It’s been a busy week for me as I’ve been to three events this week; all of them digital and each of them unique.
First was the Cannt (the antihero of Cannes), the second was the NMA Awards at The Grovesnor (where my fabulous colleague Laura JB won The Greatest Contribution to New Media Award) and the third, my home from home; Cybermummy.
Cybermummy was so much fun and incredibly social in the true meaning of the word. It embraces the chaos and joy of life and kids are part of the package. Not an eyebrow was raised, just warm smiles, as I arrived with my daughter in tow (who snaffled every chocolate and cupcake on offer before sloping off with a goodie bag). The event celebrates the Mummy blogging phenomenon and is leading the overwhelmingly positive movement among women bloggers, as referenced here in The Independent. And most of all, it’s a bit of a laugh.
So what’s it really like?
As we arrived at the we were greeted by a very jolly doorman, who wouldn’t have been out of place at The Savoy, at The Brewery on Chiswell Street.
‘Welcome to Cybermummy!’ he announced.
Blimey, I thought, it’s all gone a bit posh this year. The venue was a cool space in the City and very impressively laid out over three floors.

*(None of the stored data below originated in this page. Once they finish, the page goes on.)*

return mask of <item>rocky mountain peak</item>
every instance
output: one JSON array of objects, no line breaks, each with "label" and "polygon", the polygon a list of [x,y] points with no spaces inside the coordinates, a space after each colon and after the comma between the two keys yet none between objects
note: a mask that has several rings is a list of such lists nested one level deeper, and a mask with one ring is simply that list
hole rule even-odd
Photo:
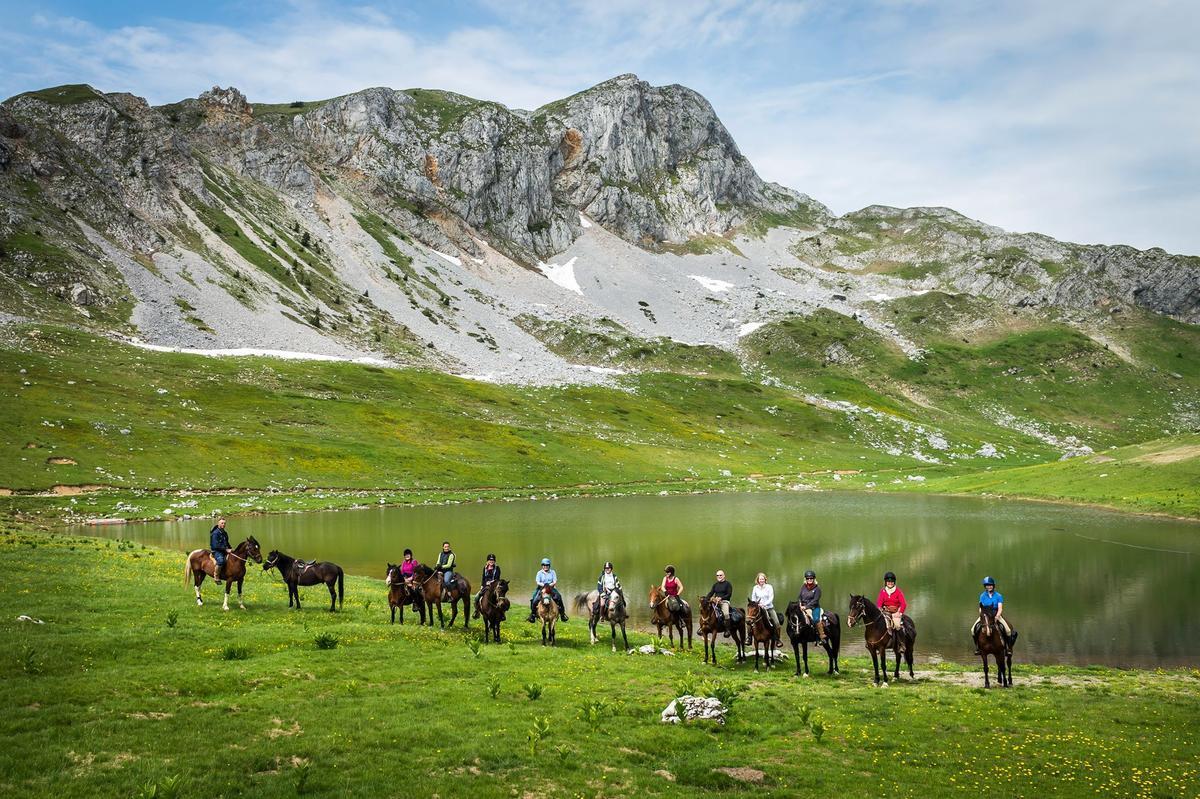
[{"label": "rocky mountain peak", "polygon": [[249,120],[254,116],[254,109],[246,100],[246,95],[232,86],[228,89],[213,86],[203,92],[198,99],[200,105],[210,116],[228,115],[244,120]]}]

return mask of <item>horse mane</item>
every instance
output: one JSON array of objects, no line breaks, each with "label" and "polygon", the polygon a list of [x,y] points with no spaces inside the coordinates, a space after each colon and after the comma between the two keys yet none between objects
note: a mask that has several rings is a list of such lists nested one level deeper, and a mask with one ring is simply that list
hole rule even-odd
[{"label": "horse mane", "polygon": [[426,566],[424,563],[418,563],[417,567],[413,569],[413,572],[421,575],[422,577],[428,577],[429,575],[433,574],[433,569],[429,566]]}]

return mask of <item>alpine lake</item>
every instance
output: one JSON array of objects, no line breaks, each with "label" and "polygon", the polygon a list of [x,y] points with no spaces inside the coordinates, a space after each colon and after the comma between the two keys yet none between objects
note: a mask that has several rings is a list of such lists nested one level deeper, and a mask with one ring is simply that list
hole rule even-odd
[{"label": "alpine lake", "polygon": [[[735,604],[744,602],[763,571],[781,614],[804,570],[814,569],[822,605],[841,615],[843,628],[849,594],[874,599],[890,569],[916,622],[921,662],[974,659],[969,628],[985,575],[996,579],[1005,616],[1020,633],[1015,661],[1167,667],[1193,665],[1200,656],[1200,614],[1194,612],[1200,606],[1200,525],[1194,522],[1045,503],[857,492],[522,500],[266,516],[236,516],[235,510],[229,509],[228,524],[234,545],[253,535],[264,557],[279,549],[378,578],[373,607],[380,623],[388,617],[386,564],[399,562],[405,547],[431,563],[448,539],[473,587],[484,558],[497,555],[512,584],[508,624],[524,623],[523,603],[543,557],[553,559],[573,625],[583,621],[571,599],[594,588],[604,561],[612,560],[640,629],[648,623],[648,590],[667,564],[675,566],[693,605],[718,568],[734,585]],[[183,553],[206,547],[211,525],[211,519],[190,519],[72,532]],[[254,566],[247,579],[279,583],[278,601],[286,608],[277,572]],[[214,587],[205,586],[212,597]],[[181,601],[190,602],[191,589],[179,590]],[[324,586],[301,591],[303,612],[325,607]],[[861,628],[843,629],[843,652],[862,651]]]}]

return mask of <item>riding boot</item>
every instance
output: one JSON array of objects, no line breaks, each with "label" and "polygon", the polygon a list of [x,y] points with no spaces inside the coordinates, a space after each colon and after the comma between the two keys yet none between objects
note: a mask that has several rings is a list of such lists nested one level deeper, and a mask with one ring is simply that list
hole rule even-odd
[{"label": "riding boot", "polygon": [[567,620],[567,609],[563,607],[562,600],[559,599],[558,597],[555,597],[554,601],[558,605],[558,620],[566,621]]},{"label": "riding boot", "polygon": [[824,619],[821,619],[819,622],[817,622],[817,638],[820,639],[821,641],[828,640],[828,636],[825,635],[825,620]]},{"label": "riding boot", "polygon": [[526,619],[526,621],[528,621],[530,624],[533,624],[535,621],[537,621],[537,600],[536,599],[529,600],[529,618]]},{"label": "riding boot", "polygon": [[216,576],[213,577],[213,582],[216,583],[217,585],[220,585],[221,580],[225,579],[225,566],[223,564],[218,563],[216,572],[217,572]]}]

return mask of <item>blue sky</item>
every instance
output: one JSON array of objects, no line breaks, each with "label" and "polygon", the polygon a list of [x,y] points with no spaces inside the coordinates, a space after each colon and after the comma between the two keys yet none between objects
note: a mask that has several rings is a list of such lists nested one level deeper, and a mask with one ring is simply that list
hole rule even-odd
[{"label": "blue sky", "polygon": [[0,0],[0,96],[153,103],[423,86],[532,108],[624,72],[704,94],[760,174],[841,213],[1200,254],[1200,3]]}]

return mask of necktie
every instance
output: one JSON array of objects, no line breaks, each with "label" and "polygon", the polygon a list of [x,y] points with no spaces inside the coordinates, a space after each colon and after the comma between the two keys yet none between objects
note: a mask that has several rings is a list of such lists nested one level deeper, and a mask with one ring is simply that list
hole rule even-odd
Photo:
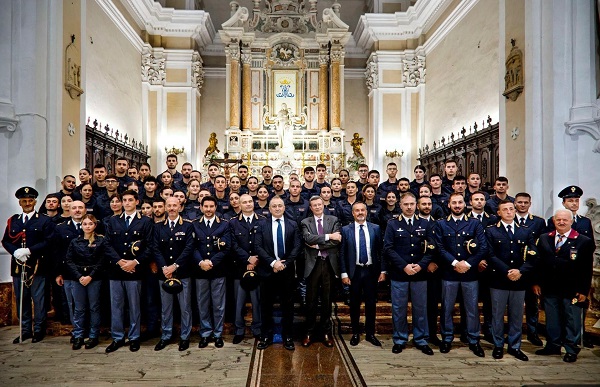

My favourite place was The Recharge Zone – it was very serene with massage therapists, two hair stylists, a make up artist, a medicine ball advice area and a smoothie bar. As planned, I took full advantage of this and my hair done, a massage and a smoothie.
Inside Cybermummy Central was a vast array of branded stands from the likes of Disney, Savlon, The Portland Hospital, Crocs, Boots, Savlon and more. There was a plethora of branded cupcakes and mints on hand to refresh the hordes of bloggers and some lovely wine courtesy of Naked. Many sponsors, such as Butlins, were keen to sign up brand ambassadors to spread the word about their companies, while others such as Hyundai were there to listen and interact with bloggers. Bloggers were given a Cybermummy passport which was filled with the logos of all the sponsors. The passport had to be signed by all the sponsors in order to enter a competition. I made it round to all of them and was encouraged to sign up for other competitions on the stands. I didn’t win anything. I did give away my details. I didn’t mind. The people were really well informed about their products and enjoying being part of the event so it didn’t feel like a big sell. I also knew quite a lot of the sponsor already so it was nice to catch up with them face to face. The event feels like meeting up with an extended and enormous family.
There were quite a few speakers, including keynote Sarah Brown who I was very keen to see. She told the story of how she and Martha Lane Fox worked through the various social media channels available and how she chose twitter. I liked her approach to social media; she spoke with a voice of experience so was a great choice. Sadly I was far too fidgety to sit around for the other speakers and checked out a couple of workshops.
There were four schedules of three workshops running concurrently. I went to Inspiring Content which was great because it was about sharing learnings; Tara Cain, Karamina and Red Ted Art were honest, informative and fun. The WordPress workshop was a bit too 101 but a few people I spoke to were keen to move from blogger so this would have been a great starter for them.
There were a couple of classic clangers; Sophie King upset a few bloggers in her workshop (which I’m glad I missed) by telling them to rebrand, and Boris Johnson’s sister claimed she didn’t know anything about social media (according to some tweets) – well, you can’t please all the people can you?
And the rest?
I have to confess I spent much of my time mooching around and speaking to people I haven’t seen for ages and making new friends. We all spend so much time on our laptops and gadgets that it’s a joy to put them aside for a day. I was armed with all my usual blogging paraphernalia but instead of live blogging, I checked it into the cloakroom.
At the end of the conference, screens drew back to reveal a bar for the networking drinks. It was a great way to end the event. I reckon it should be a full weekend next year – Jen, Sian, Susanna – are you listening?
To conclude; social media is such a personable business and an event like this shows brands how it should be done – I hope a lot of social media practitioners are taking note of this. And to everyone I had the pleasure of catching up with, I hope to see you all again soon.
So what’s next? I shall spend the next few days weeding through the sample packs.
And if you’re coming to the IAB Social Media Conference on Tuesday – come and say hello.